A “news note” that appeared on the website of Unicef East Asia and Pacific on Thursday was titled “Rising costs in Myanmar put strain on UNICEF’s resources in Yangon.” It recounted that after being asked to move from its office in Traders Hotel in 2012, the agency undertook an extensive city-wide search for a new office, amid “spiraling real estate prices” and scant choice of suitable properties.
“The current office premises, in Inya Myaing Road in Bahan Township, was then offered at a competitive rent of US$2.90 per square foot. The owner agreed to bear the additional expense of ensuring the new building was suitable for UNICEF’s work and provided a 3000sq ft side-building free-of-charge. This space is 33,000 sq.ft at a steep rental of $ 87,000 per month,” it said.
The statement compared the cost to the $45,000 per month cost—at $1 per square foot—that Unicef was paying for its space in Traders Hotel.
“However the rent is fixed for 7 years and it is a competitive commercial price in a tough market. Some international agencies have had to pay considerably more than our $2.9 per square ft for suitable space to avoid halting their programmes.”

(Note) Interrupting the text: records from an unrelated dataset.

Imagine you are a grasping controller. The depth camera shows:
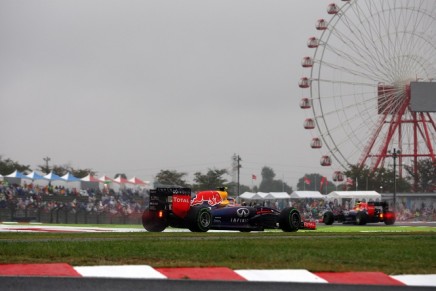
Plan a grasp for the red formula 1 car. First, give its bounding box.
[323,202,395,225]
[142,188,316,232]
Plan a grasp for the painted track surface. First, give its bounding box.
[0,224,436,290]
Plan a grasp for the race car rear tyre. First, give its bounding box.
[142,210,168,232]
[322,211,335,225]
[279,207,301,232]
[187,206,212,232]
[356,212,368,225]
[384,211,395,225]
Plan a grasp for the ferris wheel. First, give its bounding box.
[298,0,436,179]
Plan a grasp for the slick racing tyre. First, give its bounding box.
[187,206,212,232]
[323,211,335,225]
[384,211,395,225]
[356,212,368,225]
[142,210,168,232]
[279,207,301,232]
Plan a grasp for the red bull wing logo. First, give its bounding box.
[191,191,223,206]
[172,195,190,217]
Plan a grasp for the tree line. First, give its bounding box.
[0,156,436,195]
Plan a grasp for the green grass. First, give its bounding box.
[0,225,436,274]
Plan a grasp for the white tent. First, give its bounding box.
[267,192,291,199]
[239,192,261,200]
[291,191,325,199]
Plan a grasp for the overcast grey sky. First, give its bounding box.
[0,0,338,187]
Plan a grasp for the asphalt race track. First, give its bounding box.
[0,223,436,291]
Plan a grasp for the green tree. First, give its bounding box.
[154,170,189,187]
[0,156,30,176]
[259,166,292,193]
[297,173,328,194]
[192,169,229,191]
[38,164,95,178]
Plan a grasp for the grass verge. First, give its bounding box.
[0,225,436,274]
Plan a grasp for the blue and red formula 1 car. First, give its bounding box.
[142,188,316,232]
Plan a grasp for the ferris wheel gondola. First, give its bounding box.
[298,0,436,182]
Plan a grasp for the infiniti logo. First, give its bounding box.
[236,208,250,217]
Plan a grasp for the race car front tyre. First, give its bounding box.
[186,206,212,232]
[356,212,368,225]
[279,207,301,232]
[384,211,395,225]
[323,211,335,225]
[142,210,168,232]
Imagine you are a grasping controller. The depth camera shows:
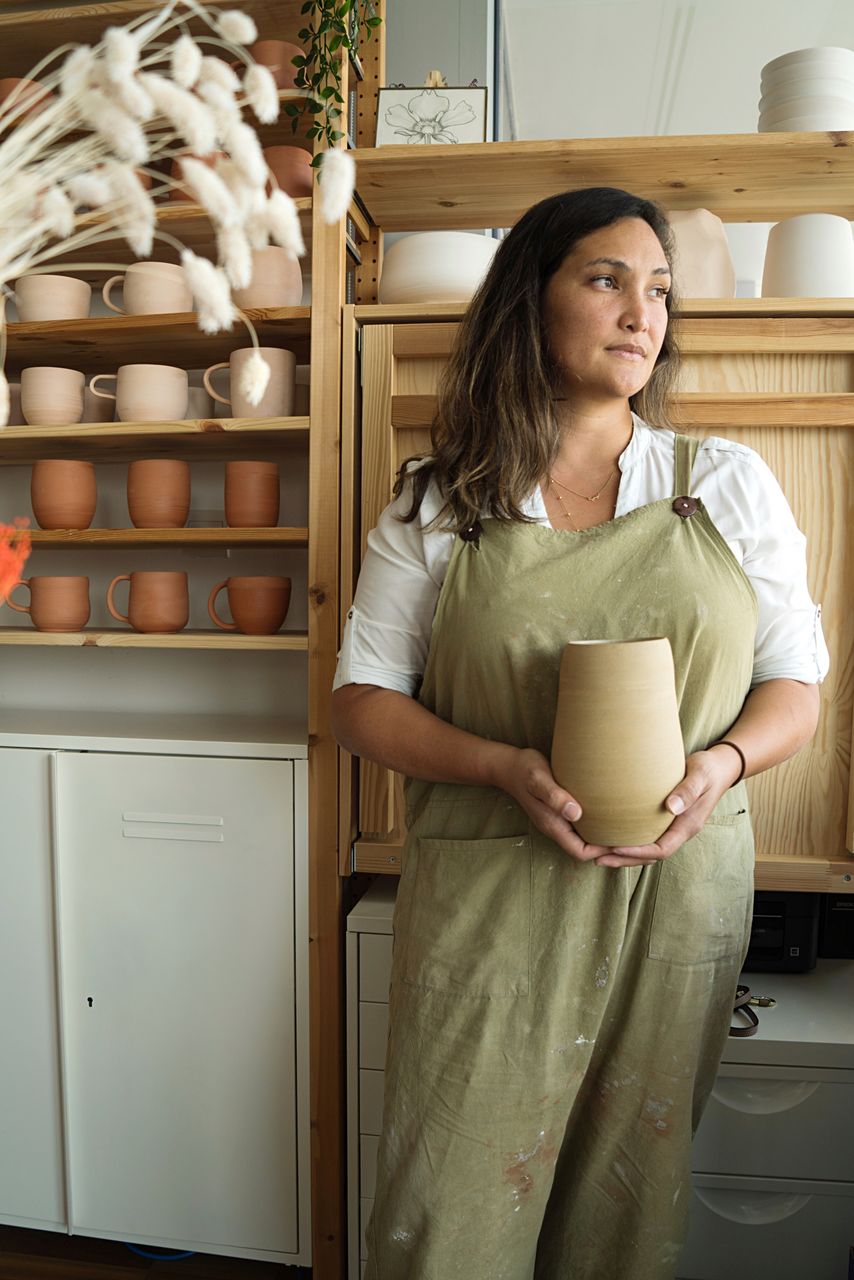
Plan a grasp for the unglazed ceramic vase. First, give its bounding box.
[20,365,83,426]
[14,275,92,324]
[202,347,297,417]
[245,40,305,88]
[90,365,189,422]
[106,572,189,632]
[101,262,193,316]
[667,209,735,298]
[264,146,314,200]
[225,460,279,529]
[379,232,499,302]
[6,576,90,631]
[762,214,854,298]
[232,244,302,311]
[207,576,291,636]
[128,458,189,529]
[552,636,685,845]
[29,458,97,529]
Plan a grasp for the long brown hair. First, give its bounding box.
[394,187,679,532]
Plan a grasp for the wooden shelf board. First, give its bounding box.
[0,0,311,76]
[353,132,854,232]
[0,417,310,466]
[0,627,309,652]
[5,307,311,373]
[29,527,309,550]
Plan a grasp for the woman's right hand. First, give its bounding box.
[486,745,611,863]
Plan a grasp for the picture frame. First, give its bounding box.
[375,84,487,147]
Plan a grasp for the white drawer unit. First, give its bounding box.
[347,877,397,1280]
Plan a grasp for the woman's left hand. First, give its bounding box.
[595,745,741,867]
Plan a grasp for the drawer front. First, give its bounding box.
[359,1000,388,1071]
[676,1176,854,1280]
[359,933,393,1005]
[359,1134,379,1199]
[691,1069,854,1177]
[359,1071,385,1134]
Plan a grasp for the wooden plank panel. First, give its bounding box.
[356,133,854,232]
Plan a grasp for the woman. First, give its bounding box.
[333,188,827,1280]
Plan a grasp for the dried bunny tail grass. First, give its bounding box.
[243,63,279,124]
[169,33,202,88]
[214,9,257,45]
[216,227,252,289]
[264,191,306,257]
[140,72,216,156]
[181,156,239,227]
[239,347,270,404]
[319,147,356,223]
[181,248,236,333]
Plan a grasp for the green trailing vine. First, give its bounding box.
[284,0,383,168]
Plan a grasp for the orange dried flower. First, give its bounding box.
[0,517,29,604]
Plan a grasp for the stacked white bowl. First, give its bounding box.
[759,47,854,133]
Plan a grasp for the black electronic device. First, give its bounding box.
[744,890,822,973]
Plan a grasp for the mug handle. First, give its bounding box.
[104,576,131,622]
[202,360,232,407]
[6,577,32,613]
[88,371,117,399]
[207,577,237,631]
[101,275,127,316]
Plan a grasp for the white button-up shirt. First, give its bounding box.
[333,415,830,695]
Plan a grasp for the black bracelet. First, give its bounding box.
[712,737,748,786]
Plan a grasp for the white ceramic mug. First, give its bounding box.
[20,365,85,426]
[90,365,188,422]
[14,274,92,324]
[762,214,854,298]
[204,347,297,417]
[101,262,193,316]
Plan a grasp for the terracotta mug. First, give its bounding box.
[90,365,188,422]
[20,365,85,426]
[6,576,90,631]
[225,461,279,529]
[232,244,302,311]
[202,347,297,417]
[552,636,685,846]
[128,458,189,529]
[29,458,97,529]
[14,275,92,324]
[207,576,291,636]
[101,262,193,316]
[106,572,189,632]
[245,40,305,88]
[264,146,314,200]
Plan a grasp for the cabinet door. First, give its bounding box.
[58,754,298,1252]
[0,748,65,1229]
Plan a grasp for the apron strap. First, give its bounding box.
[673,435,700,498]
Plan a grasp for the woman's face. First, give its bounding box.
[543,218,671,402]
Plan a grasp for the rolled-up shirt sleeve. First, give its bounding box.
[333,478,452,696]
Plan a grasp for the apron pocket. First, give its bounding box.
[648,810,753,965]
[401,836,533,998]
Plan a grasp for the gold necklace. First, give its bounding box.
[548,476,581,534]
[549,467,617,502]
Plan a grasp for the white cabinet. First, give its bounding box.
[0,716,310,1263]
[0,751,65,1230]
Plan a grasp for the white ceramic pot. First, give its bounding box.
[762,46,854,90]
[762,214,854,298]
[667,209,735,298]
[379,232,499,302]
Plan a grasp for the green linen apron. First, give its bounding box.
[365,436,757,1280]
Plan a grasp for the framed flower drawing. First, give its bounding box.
[376,84,487,147]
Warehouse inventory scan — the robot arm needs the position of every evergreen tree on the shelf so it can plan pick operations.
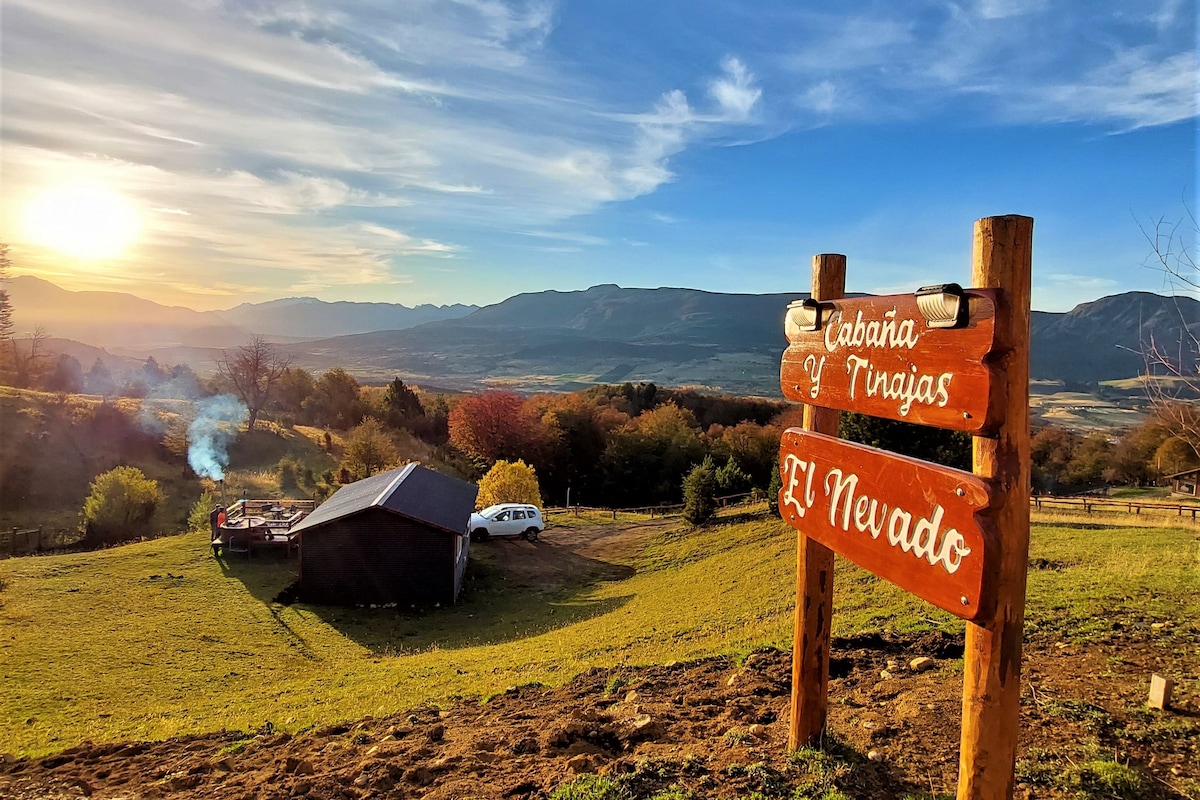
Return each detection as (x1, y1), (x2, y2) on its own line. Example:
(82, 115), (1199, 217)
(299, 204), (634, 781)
(683, 456), (716, 525)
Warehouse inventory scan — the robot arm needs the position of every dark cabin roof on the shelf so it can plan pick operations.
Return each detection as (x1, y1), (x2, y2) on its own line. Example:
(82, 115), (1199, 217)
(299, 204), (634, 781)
(1163, 467), (1200, 481)
(290, 464), (479, 534)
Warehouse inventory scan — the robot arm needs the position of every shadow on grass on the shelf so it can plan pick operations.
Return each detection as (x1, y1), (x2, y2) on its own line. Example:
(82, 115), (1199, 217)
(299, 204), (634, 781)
(788, 733), (954, 800)
(208, 532), (635, 656)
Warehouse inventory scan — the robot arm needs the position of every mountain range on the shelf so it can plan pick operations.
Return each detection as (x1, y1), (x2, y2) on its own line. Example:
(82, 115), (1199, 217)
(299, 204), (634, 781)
(10, 277), (1200, 396)
(7, 275), (478, 349)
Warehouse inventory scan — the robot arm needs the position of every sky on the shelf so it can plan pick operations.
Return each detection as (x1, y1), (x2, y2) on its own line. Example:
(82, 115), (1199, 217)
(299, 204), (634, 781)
(0, 0), (1200, 311)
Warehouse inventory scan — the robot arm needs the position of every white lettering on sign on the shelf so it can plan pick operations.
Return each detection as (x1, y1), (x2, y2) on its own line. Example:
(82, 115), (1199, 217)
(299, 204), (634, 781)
(782, 453), (971, 575)
(820, 306), (954, 416)
(824, 307), (919, 353)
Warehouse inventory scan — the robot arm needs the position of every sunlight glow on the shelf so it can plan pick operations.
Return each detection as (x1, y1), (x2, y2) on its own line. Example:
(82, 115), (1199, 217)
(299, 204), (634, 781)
(25, 182), (140, 260)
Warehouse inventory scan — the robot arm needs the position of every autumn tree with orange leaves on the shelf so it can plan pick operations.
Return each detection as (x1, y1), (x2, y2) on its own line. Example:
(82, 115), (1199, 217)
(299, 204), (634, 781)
(449, 391), (548, 467)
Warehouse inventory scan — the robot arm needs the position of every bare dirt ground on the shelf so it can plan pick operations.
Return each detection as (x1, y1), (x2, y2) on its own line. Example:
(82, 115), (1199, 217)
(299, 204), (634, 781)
(0, 522), (1200, 800)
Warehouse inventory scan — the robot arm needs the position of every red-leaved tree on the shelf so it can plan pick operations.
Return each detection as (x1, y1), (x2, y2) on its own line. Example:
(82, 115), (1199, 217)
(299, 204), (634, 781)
(449, 391), (548, 464)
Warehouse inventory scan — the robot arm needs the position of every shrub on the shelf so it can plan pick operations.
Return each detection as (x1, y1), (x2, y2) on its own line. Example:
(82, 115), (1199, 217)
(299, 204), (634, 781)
(187, 491), (221, 534)
(83, 467), (164, 545)
(342, 416), (398, 479)
(276, 456), (302, 494)
(683, 456), (716, 525)
(550, 775), (631, 800)
(767, 456), (784, 515)
(716, 456), (750, 495)
(475, 458), (541, 509)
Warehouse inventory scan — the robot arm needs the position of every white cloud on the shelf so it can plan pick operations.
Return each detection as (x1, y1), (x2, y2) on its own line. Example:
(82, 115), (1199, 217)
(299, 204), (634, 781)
(708, 55), (762, 122)
(781, 0), (1198, 131)
(0, 0), (762, 302)
(976, 0), (1049, 19)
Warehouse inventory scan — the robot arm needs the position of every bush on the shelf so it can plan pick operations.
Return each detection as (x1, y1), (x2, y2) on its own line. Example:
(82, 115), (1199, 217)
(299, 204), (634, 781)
(187, 491), (221, 534)
(767, 456), (784, 515)
(683, 456), (716, 525)
(716, 456), (750, 497)
(276, 456), (302, 494)
(550, 775), (631, 800)
(83, 467), (164, 545)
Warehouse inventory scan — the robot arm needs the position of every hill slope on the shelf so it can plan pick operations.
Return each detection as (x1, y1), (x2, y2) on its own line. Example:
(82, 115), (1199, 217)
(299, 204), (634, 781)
(220, 297), (478, 339)
(12, 277), (1200, 396)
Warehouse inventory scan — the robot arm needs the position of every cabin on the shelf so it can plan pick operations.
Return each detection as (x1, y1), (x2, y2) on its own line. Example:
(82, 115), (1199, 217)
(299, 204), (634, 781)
(1163, 469), (1200, 498)
(290, 464), (479, 607)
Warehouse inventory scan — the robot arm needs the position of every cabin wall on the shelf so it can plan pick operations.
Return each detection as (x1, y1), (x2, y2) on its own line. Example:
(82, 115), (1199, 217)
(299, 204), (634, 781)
(300, 509), (458, 606)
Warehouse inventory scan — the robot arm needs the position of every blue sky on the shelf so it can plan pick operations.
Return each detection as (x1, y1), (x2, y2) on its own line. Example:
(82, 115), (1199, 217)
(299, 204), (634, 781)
(0, 0), (1198, 311)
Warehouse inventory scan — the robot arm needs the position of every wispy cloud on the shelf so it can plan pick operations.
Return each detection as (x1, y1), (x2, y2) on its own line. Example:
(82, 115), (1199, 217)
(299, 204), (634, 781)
(0, 0), (1198, 305)
(0, 0), (762, 307)
(781, 0), (1198, 131)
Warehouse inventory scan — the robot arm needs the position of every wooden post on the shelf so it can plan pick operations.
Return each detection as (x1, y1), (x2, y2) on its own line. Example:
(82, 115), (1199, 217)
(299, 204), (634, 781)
(787, 254), (846, 750)
(958, 215), (1032, 800)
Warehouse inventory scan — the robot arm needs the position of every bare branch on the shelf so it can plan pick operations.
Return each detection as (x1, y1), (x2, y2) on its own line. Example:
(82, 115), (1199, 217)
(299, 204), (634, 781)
(217, 336), (292, 431)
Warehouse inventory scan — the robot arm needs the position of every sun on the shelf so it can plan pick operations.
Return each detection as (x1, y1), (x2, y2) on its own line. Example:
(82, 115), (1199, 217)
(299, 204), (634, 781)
(25, 182), (140, 260)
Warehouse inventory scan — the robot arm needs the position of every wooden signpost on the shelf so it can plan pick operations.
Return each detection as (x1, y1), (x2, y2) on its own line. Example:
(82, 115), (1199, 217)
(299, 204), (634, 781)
(780, 290), (1003, 433)
(779, 216), (1033, 800)
(779, 428), (996, 620)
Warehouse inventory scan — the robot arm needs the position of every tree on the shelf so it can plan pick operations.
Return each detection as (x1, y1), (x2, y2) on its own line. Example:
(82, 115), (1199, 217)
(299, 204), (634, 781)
(1142, 209), (1200, 458)
(304, 367), (367, 431)
(42, 353), (83, 393)
(475, 458), (541, 509)
(838, 411), (971, 470)
(715, 456), (750, 495)
(217, 336), (292, 431)
(601, 403), (706, 507)
(342, 416), (397, 479)
(449, 391), (548, 464)
(767, 455), (784, 515)
(6, 327), (50, 389)
(83, 357), (116, 397)
(383, 378), (425, 428)
(83, 467), (163, 545)
(683, 456), (716, 525)
(0, 242), (13, 350)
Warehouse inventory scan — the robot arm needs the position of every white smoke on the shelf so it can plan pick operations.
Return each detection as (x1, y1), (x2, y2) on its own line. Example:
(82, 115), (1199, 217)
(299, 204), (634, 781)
(187, 395), (250, 481)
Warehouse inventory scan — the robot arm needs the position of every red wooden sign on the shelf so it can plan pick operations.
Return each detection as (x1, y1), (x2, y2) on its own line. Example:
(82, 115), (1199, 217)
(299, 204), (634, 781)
(779, 428), (996, 620)
(780, 289), (1004, 435)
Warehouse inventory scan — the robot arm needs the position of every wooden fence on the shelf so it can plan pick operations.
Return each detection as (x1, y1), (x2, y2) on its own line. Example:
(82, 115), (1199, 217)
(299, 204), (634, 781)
(544, 492), (766, 519)
(1030, 495), (1200, 522)
(0, 527), (80, 558)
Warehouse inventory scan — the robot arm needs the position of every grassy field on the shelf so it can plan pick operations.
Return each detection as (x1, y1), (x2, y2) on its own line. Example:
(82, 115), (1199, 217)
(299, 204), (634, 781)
(0, 517), (1200, 756)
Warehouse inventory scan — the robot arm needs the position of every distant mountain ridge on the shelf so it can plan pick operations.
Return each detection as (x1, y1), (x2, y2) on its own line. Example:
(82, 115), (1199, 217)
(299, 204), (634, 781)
(216, 297), (479, 338)
(8, 275), (476, 349)
(10, 278), (1200, 396)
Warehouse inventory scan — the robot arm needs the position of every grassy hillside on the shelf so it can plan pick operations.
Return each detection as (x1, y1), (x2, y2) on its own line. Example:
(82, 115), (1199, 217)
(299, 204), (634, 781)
(0, 510), (1200, 754)
(0, 386), (343, 541)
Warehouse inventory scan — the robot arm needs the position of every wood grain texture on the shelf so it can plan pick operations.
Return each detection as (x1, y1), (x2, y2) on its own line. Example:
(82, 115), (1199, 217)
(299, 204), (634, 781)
(787, 254), (846, 750)
(780, 290), (1004, 434)
(779, 428), (997, 620)
(958, 216), (1033, 800)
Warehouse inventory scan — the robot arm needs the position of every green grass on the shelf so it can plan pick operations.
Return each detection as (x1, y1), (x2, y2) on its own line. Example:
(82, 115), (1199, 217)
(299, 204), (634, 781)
(0, 510), (1200, 756)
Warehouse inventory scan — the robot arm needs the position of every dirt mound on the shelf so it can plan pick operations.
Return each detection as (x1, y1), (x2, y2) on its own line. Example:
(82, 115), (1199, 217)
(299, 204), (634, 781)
(0, 632), (1200, 800)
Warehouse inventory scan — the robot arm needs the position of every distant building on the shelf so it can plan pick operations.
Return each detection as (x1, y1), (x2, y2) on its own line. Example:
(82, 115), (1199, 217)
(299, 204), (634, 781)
(292, 464), (479, 607)
(1164, 469), (1200, 498)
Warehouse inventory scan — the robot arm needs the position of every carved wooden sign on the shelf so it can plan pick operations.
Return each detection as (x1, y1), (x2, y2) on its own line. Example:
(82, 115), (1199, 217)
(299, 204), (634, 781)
(780, 289), (1003, 435)
(779, 428), (996, 620)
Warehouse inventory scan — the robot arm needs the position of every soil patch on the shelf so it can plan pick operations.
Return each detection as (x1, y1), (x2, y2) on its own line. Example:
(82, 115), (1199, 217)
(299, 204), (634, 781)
(0, 623), (1200, 800)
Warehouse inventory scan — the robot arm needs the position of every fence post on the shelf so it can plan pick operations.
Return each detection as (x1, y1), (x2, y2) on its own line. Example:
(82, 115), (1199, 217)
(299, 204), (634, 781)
(958, 215), (1032, 800)
(787, 253), (846, 750)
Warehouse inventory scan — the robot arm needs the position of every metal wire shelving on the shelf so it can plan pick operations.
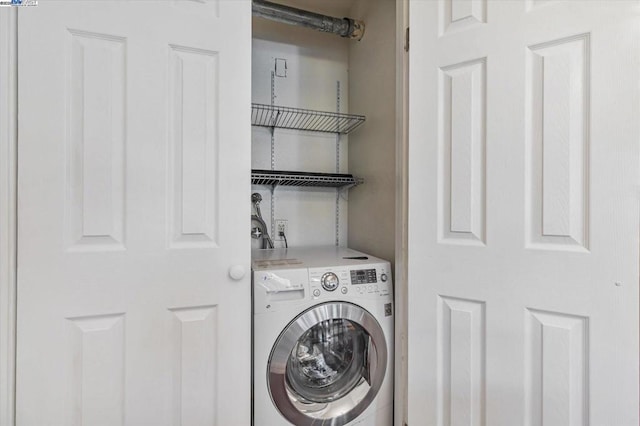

The agency’s Burma representative Bertrand Bainvel wrote to The Irrawaddy on Wednesday to clear up “misconceptions” from the story, but did not address the detail of the agencies office rental. Bainvel told Agence-France Presse that the reported figure for the rent—$80,000-$90,000—was “not correct.”
The Unicef statement on Thursday also admitted that the property is rented from the family of a former military official. Given the monthly rental of $87,000, Unicef will pay the landlord more than $1 million per year for at least seven years.
“Standard due diligence on the owner and her family concluded that none of the international sanctions in place until recently had been levied against the landlady or her immediate family and no criminal charges were extant,” it said.
“Although allegations against a member of her family who was once a member of the previous military regime surfaced, the official had since left public office and was not subject to any criminal charges or international sanctions. Consequently, the best interests of the children we exist to help would not be damaged through this commercial engagement.”